Apache Iceberg in 2026: Streaming Integration, Catalogs, and What Changed

Apache Iceberg in 2026: Streaming Integration, Catalogs, and What Changed

·

15 min read

Why Apache Iceberg Won

Three open table formats competed for the lakehouse standard over the past several years: Apache Iceberg, Delta Lake (Databricks), and Apache Hudi (Uber). By 2026, Iceberg emerged as the format that every major data platform supports, reads, and writes.

The technical reasons are well-understood. Iceberg provides ACID transactions on object storage (S3, GCS, Azure Blob) without a centralized lock service. Schema evolution adds or removes columns without rewriting data files. Partition evolution lets you change how data is partitioned as query patterns evolve, again without rewriting data. Time travel lets you query any past snapshot by timestamp or snapshot ID.

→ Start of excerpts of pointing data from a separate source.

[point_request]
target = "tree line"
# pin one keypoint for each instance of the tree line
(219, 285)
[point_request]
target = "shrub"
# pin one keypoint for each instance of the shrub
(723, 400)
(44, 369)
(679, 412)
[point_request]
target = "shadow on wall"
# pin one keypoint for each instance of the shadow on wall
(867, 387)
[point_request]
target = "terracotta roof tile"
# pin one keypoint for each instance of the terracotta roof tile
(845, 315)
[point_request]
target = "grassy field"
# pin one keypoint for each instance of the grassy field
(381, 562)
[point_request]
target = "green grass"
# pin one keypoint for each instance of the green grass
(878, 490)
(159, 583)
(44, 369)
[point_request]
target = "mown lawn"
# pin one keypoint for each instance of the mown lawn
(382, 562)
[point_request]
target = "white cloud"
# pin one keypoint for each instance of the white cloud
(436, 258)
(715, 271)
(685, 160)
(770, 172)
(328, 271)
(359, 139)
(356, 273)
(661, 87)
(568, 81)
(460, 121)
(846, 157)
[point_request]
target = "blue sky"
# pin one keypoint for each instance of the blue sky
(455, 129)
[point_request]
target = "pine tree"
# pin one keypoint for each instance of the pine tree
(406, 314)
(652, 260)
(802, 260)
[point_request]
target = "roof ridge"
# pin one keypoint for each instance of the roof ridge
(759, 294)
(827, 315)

But the decisive factor was governance. Delta Lake is controlled by Databricks. Its open source version lags the proprietary version, and Databricks makes strategic decisions about its roadmap. Apache Iceberg is governed by the Apache Software Foundation under the Apache 2.0 license, with contributors from Snowflake, AWS, Apple, Netflix, LinkedIn, and dozens of other organizations.

That open governance produced the ecosystem result visible today. Snowflake reads and writes Iceberg. Google BigQuery supports Iceberg tables as external tables and managed tables. AWS Athena queries Iceberg natively. Databricks itself supports Iceberg alongside Delta Lake because customers demanded it. Trino, DuckDB, Dremio, StarRocks, and RisingWave all work with Iceberg. No other format matches this level of engine support.

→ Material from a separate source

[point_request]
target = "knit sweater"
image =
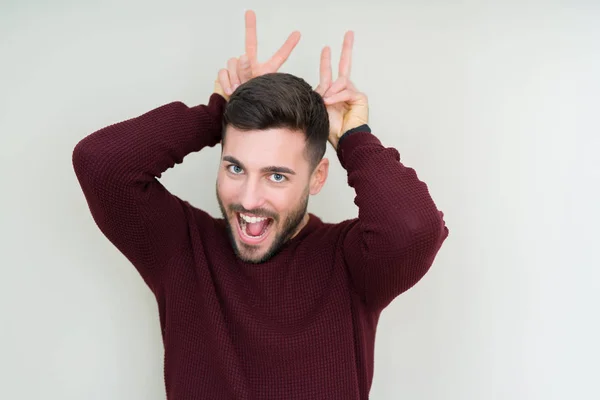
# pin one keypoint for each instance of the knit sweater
(299, 326)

What Changed in 2026 Specifically

Several things shifted between 2023 and 2026 that matter for streaming integrations.

The REST Catalog became the standard

In earlier Iceberg deployments, teams chose between Hive Metastore (complex, stateful), AWS Glue (managed but AWS-specific), and file-system-based catalogs. The Iceberg REST Catalog specification, formalized in 2023, gave the ecosystem a single vendor-neutral API for catalog operations: listing namespaces, creating tables, committing new snapshots, and reading table metadata.

Polaris Catalog (donated by Snowflake to the Apache Foundation) implements the REST Catalog spec and has become the reference open-source implementation. Unity Catalog (Databricks) and Tabular (the company founded by Iceberg's creators, now part of Databricks) also implement the REST spec. In 2026, if you are building a new deployment, REST Catalog is the default choice. It decouples your table format from any specific cloud vendor and lets any engine with REST Catalog support discover and access your tables.

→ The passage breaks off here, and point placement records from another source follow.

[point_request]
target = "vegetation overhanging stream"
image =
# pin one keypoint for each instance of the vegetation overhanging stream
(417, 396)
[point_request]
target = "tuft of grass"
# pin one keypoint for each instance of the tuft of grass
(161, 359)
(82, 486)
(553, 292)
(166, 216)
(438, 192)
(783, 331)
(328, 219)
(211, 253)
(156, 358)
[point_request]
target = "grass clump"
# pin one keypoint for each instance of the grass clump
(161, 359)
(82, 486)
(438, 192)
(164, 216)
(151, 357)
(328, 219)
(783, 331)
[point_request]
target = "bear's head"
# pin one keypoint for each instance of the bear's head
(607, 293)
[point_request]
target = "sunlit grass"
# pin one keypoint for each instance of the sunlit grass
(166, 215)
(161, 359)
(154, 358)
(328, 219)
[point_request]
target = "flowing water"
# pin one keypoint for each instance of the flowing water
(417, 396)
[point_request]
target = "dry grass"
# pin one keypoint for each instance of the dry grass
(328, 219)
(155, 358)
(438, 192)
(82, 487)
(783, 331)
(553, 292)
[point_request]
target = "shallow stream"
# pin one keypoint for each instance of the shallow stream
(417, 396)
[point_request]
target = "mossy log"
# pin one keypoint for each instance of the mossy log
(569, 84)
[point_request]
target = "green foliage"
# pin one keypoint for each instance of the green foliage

Iceberg v2 row-level deletes matured

Iceberg v2 introduced positional and equality delete files, which allow row-level deletes and updates without rewriting entire data files. This is the mechanism Flink and Spark use to implement MERGE INTO and CDC-style upsert operations on Iceberg tables. In 2023, support was present but query engine handling of delete files was inconsistent. By 2026, Trino, Spark, DuckDB, and other engines handle v2 delete files correctly and efficiently. Streaming upsert pipelines are now reliable end-to-end.

RisingWave added stable Iceberg sink support

RisingWave's Iceberg sink, available from the v2.x release line, supports both append-only and upsert modes with exactly-once semantics. The connector works with storage-based catalogs, AWS Glue, Hive Metastore, and REST catalogs. This makes RisingWave a practical choice for teams that want to run streaming SQL and sink results to Iceberg without managing a separate Flink cluster.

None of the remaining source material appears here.